On June 18, Strip property Sahara Las Vegas announced that it would team up with group sales organization Teneo Hospitality Group to expand its meetings and conventions business. A company statement said the property’s boutique size makes it an “ideal selection” for planners adapting to a post-COVID-19 world.
But Restrepo believes it will take a lot for the industry to get back to pre-COVID levels as operators look to cut costs following the most recent financial downturn.
“There will still be conventions, I think. The biggest ones here in Las Vegas. But maybe companies don’t send as many people,” he said, adding that social distancing guidelines aren’t going away any time soon.
Others, like Swissman, said changes brought out during the pandemic will serve to benefit the local convention and meetings business in the long run, as organizers work to implement new technology and health and safety measures.

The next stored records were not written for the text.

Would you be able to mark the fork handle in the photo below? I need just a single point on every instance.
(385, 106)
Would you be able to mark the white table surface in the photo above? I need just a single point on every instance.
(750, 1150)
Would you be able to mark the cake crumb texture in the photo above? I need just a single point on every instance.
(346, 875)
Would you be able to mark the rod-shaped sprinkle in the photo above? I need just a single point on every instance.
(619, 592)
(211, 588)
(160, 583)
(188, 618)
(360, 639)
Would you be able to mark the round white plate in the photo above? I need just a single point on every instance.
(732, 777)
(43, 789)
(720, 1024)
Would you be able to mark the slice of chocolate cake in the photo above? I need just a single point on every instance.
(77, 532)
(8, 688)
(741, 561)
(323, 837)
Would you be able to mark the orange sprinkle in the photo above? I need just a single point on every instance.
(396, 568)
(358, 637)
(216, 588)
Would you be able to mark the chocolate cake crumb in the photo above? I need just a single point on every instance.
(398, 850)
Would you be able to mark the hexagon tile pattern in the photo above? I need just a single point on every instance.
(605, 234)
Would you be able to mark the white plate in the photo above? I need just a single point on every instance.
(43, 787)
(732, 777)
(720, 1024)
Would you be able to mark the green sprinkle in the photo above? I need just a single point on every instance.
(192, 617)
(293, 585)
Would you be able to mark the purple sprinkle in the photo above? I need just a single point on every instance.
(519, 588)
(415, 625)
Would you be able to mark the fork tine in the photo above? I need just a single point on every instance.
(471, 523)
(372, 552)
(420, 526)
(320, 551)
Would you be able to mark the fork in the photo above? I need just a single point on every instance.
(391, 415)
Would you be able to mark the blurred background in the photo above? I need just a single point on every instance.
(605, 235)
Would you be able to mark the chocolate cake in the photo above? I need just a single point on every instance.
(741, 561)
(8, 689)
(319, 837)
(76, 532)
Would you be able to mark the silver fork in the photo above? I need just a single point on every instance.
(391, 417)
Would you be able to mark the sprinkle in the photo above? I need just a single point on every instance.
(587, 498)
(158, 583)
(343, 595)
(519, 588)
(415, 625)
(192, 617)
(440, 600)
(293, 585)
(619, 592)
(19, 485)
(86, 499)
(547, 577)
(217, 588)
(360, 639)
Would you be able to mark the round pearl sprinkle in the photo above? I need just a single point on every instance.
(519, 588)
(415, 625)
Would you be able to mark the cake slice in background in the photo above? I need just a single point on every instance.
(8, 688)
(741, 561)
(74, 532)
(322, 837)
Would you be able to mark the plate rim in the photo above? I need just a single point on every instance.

“For instance, attendees will be able to participate in future large-scale conventions either in person or virtually, allowing more flexibility and pricing options,” he said. “I also think it will be more acceptable and commonplace for speakers to present virtually in the future.”
Even if the Las Vegas’ convention industry does make major changes after COVID-19, Restrepo said it’ll be able to weather the storm.
“If we can convince people Las Vegas is the safest destination to visit, we should be able to come out of this better than some other communities,” Restrepo said. “But it’s going to be a long haul.”